Complete Step by Step Solution:
Let us consider $\int {\dfrac{{{e^x}}}{{{e^x} + 1}}dx}$ as y
$\Rightarrow y = \int {\dfrac{{{e^x}}}{{{e^x} + 1}}dx}$
Now, we will add and subtract 1 in the numerator
$\Rightarrow y = \int {\dfrac{{{e^x} + 1 - 1}}{{{e^x} + 1}}dx}$
Now, we will separate it into two parts (first one will be the $\int {\dfrac{{{e^x} + 1}}{{{e^x} + 1}}dx}$ and the other one is $\int {\dfrac{{ - 1}}{{{e^x} + 1}}dx}$ )
$\Rightarrow y = \int {\dfrac{{{e^x} + 1}}{{{e^x} + 1}}dx + \int {\dfrac{{ - 1}}{{{e^x} + 1}}} } dx$
We can also write it as
$\Rightarrow y = \int {\dfrac{{{e^x} + 1}}{{{e^x} + 1}}dx} - \int {\dfrac{1}{{{e^x} + 1}}dx}$
$\Rightarrow y = \int {1dx} - \int {\dfrac{1}{{{e^x} + 1}}dx}$
As we know that $\int {1dx = x}$
Therefore, $\Rightarrow y = x - \int {\dfrac{1}{{{e^x} + 1}}dx}$
Let us consider $- \int {\dfrac{1}{{{e^x} + 1}}dx}$ as I
$\Rightarrow y = x + I$
And $I = - \int {\dfrac{1}{{{e^x} + 1}}dx}$ ……(i)

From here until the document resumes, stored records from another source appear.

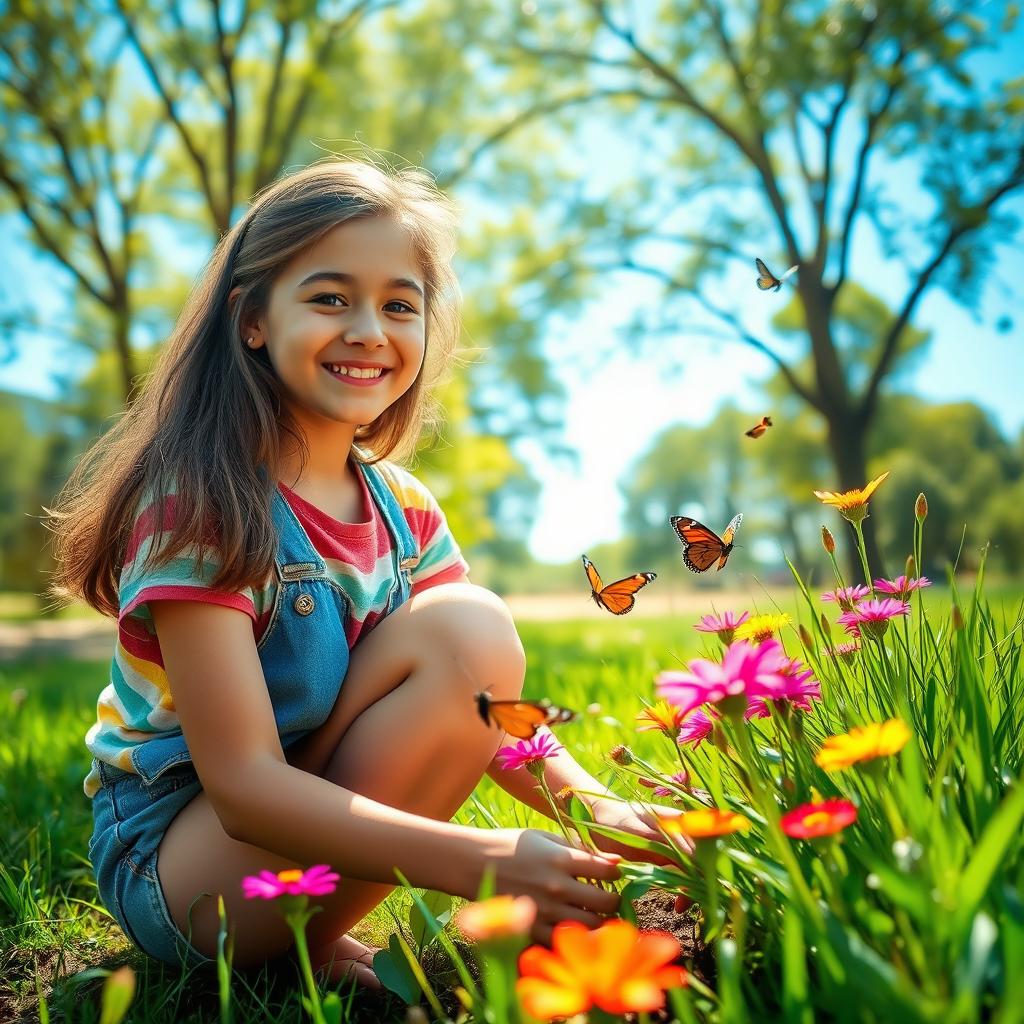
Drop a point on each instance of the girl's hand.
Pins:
(635, 818)
(546, 867)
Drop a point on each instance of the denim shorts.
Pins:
(129, 820)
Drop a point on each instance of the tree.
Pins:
(787, 129)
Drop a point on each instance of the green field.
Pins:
(52, 929)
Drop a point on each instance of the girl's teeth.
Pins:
(364, 372)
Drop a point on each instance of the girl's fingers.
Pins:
(603, 867)
(592, 898)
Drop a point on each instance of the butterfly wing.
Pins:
(766, 280)
(619, 597)
(593, 578)
(727, 538)
(701, 546)
(522, 718)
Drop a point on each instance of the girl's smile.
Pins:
(344, 328)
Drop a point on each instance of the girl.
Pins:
(298, 640)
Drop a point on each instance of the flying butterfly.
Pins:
(616, 597)
(759, 428)
(767, 282)
(520, 718)
(702, 547)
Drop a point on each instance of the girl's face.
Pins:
(344, 328)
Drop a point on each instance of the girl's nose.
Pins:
(365, 328)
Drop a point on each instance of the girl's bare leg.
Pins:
(404, 731)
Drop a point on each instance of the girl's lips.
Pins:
(357, 381)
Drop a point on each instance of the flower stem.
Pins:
(297, 922)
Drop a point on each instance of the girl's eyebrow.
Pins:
(349, 279)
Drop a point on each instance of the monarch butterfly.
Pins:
(702, 547)
(616, 597)
(767, 281)
(520, 718)
(758, 429)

Let ${e^x} + 1 = t$ ……(ii)
Differentiating both sides of the above equation with respect to t
$\Rightarrow \dfrac{{d\left( {{e^x}} \right)}}{{dt}} + \dfrac{{d\left( 1 \right)}}{{dt}} = \dfrac{{d\left( t \right)}}{{dt}}$
On further simplification,
$\Rightarrow {e^x}\left( {\dfrac{{dx}}{{dt}}} \right) + 0 = 1$
$\Rightarrow {e^x}\left( {dx} \right) = dt$
$\Rightarrow dx = \dfrac{{dt}}{{{e^x}}}$ ……(iii)

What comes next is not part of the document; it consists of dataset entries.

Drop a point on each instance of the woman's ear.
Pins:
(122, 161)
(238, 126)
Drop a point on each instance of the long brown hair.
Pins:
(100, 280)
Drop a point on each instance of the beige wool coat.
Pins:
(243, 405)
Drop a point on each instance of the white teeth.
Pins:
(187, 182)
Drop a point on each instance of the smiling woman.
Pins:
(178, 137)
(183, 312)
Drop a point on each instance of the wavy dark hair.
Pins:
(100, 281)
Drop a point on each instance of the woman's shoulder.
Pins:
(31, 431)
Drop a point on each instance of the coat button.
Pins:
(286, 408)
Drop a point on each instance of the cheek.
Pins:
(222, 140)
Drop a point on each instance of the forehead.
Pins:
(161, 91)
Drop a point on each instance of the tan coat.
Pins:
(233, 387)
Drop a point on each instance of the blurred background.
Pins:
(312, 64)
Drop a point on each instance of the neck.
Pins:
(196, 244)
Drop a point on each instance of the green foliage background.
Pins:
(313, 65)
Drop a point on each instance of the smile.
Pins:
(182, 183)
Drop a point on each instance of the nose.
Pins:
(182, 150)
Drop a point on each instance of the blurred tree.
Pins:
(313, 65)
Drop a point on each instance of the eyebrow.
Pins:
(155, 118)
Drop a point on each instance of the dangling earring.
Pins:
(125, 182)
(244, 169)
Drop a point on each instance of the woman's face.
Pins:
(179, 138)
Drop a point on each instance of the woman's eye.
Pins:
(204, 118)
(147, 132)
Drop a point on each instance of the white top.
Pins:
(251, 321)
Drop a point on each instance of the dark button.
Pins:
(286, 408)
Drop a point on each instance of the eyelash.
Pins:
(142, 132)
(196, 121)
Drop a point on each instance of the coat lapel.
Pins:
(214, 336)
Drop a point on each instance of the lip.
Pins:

Now, by putting the value of dx and ${e^x} + 1$ from (ii) and (iii) in (i), we get
$\Rightarrow I = - \int {\dfrac{1}{{t(t - 1)}}dt}$
Now, adding and subtracting t in the numerator
$\Rightarrow I = - \int {\dfrac{{1 + t - t}}{{t(t - 1)}}dt}$
We can rewrite the above equation as
$\Rightarrow I = - \int {\dfrac{{t - \left( {t - 1} \right)}}{{t(t - 1)}}dt}$
Now, we will separate the above equation into two parts (first one will be the $- \int {\dfrac{t}{{t\left( {t - 1} \right)}}dt}$ and the other one is $- \int {\dfrac{{ - \left( {t - 1} \right)}}{{t\left( {t - 1} \right)}}dt}$ )

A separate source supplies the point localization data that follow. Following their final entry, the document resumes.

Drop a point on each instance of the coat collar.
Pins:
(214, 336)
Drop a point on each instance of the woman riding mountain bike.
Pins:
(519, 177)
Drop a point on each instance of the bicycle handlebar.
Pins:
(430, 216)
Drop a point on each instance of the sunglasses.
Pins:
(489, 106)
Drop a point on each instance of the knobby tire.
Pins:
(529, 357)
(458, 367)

$\Rightarrow I = - \int {\dfrac{t}{{t\left( {t - 1} \right)}}dt - \int {\dfrac{{ - \left( {t - 1} \right)}}{{t\left( {t - 1} \right)}}dt} }$
$\Rightarrow I = - \int {\dfrac{1}{{t - 1}}dt - \int {\dfrac{{ - 1}}{t}dt} }$
As we know that $\int {\dfrac{1}{x}dx = \ln \left( x \right)}$
Hence $I = - \ln \left( {t - 1} \right) + \ln \left( t \right)$
Now, putting the value of t from (ii)
$\Rightarrow I = - \ln \left( {{e^x} + 1 - 1} \right) + \ln \left( {{e^x} + 1} \right)$
We can also rewrite the above equation as
$\Rightarrow I = \ln \left( {{e^x} + 1} \right) - \ln \left( {{e^x}} \right)$
As $y = x + I$
As we know $\ln \left( {{e^x}} \right) = x$

Therefore, $y = x + \ln ({e^x} + 1) - x$
$\Rightarrow y = \ln ({e^x} + 1)$

Note:
While doing these types of problems, strictly take care of dx and dt. When you let a variable (say x) to another variable (say t) then take care that you do not forget to change the dx into dt. And in the last, do not forget to put the given variables. Do not leave the answer in those variables which you have taken (let).